Stitch a bunch of QT movies into a single movie?

Posted:
in Mac Software edited January 2014
Is there an OS X app that will take a bunch of numbered QT movies (file1.mov, file2.mov, file2.mov, etc) and make one single movie file out of them, automatically, rather than me opening each one and pasting them togather manually?

Comments

  • Reply 1 of 4
    aquaticaquatic Posts: 5,602member
    I presume QT could do this with Applescript? Just record your actions doing it.
  • Reply 2 of 4
    dstranathandstranathan Posts: 1,717member
    Ya, but I have to DO IT to make the script. Then it will already be done. :0/



    I want to take a folder of movies, and make them into one single movie (append them togather in order of their name a,b,c or 1,2,3 etc). The names may change, so a script will be hard to record, since the movies may change names next time I want to do it again. I want to drop a folder of .movs onto an app and BAM! I have have one single big .mov file
  • Reply 3 of 4
    paulpaul Posts: 5,278member
    there was an app in os 9 that did this... i belive it was called something like rossetta stone or something... but if you search around on macupdate (or whatever that alternative to VT is called ) for something like movie stitch or QT utility im sure you can find something...
  • Reply 4 of 4
    curiousuburbcuriousuburb Posts: 3,325member
    IIRC, Media Cleaner had batch capability, as does After Effects



    as for the downside of actually recoding the actions in order to build the batch sequence,

    you should only have to record two or three stages as if doing the real process. if you're concatenating more than just two movies, you'll still save some steps. once the script knows which folder to source for consecutive filenames, stop recording and save your actions.
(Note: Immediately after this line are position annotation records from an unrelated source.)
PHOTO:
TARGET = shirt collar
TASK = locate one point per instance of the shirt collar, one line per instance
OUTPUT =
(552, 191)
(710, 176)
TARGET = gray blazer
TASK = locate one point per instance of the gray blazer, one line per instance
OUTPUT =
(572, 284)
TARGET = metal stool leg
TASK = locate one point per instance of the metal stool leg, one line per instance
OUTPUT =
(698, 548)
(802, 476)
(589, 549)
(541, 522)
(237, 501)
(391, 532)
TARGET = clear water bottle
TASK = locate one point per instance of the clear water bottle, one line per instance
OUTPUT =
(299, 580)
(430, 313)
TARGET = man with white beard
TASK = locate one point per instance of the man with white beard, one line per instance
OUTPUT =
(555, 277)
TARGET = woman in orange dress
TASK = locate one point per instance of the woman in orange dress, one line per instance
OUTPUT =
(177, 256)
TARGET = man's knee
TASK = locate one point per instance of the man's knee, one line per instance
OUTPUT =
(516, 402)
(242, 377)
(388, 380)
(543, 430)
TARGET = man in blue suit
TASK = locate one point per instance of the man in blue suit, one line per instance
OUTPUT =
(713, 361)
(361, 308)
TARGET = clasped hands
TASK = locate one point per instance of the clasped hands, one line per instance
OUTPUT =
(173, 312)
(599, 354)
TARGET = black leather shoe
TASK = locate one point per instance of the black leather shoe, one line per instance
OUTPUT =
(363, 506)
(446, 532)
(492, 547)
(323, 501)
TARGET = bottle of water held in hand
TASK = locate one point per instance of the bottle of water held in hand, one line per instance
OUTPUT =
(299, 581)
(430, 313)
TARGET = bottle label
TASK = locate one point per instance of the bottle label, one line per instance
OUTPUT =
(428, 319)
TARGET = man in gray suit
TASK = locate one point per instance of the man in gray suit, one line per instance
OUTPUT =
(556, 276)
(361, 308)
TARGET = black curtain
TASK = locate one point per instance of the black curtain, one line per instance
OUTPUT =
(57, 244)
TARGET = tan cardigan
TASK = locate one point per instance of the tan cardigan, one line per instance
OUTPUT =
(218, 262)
    hardly a hassle, and you'd almost inevitably have to make the same number of clicks in specifying directories anyway.



    depending on which tool you use, (including Applescript as suggested above), once written, you can reuse it later



    of course, if you recompress each movie after sub-stitching (add file1 to file2 and resave before adding file3), you'll suffer quality loss that may degrade the first clip (by the time you add file30 what was file1 has been recompressed 29 times)



    if you've got the horsepower and RAM not to get bogged down by the large filesize, try to append all of the clips at once and perform only a single recompression of the finished movie.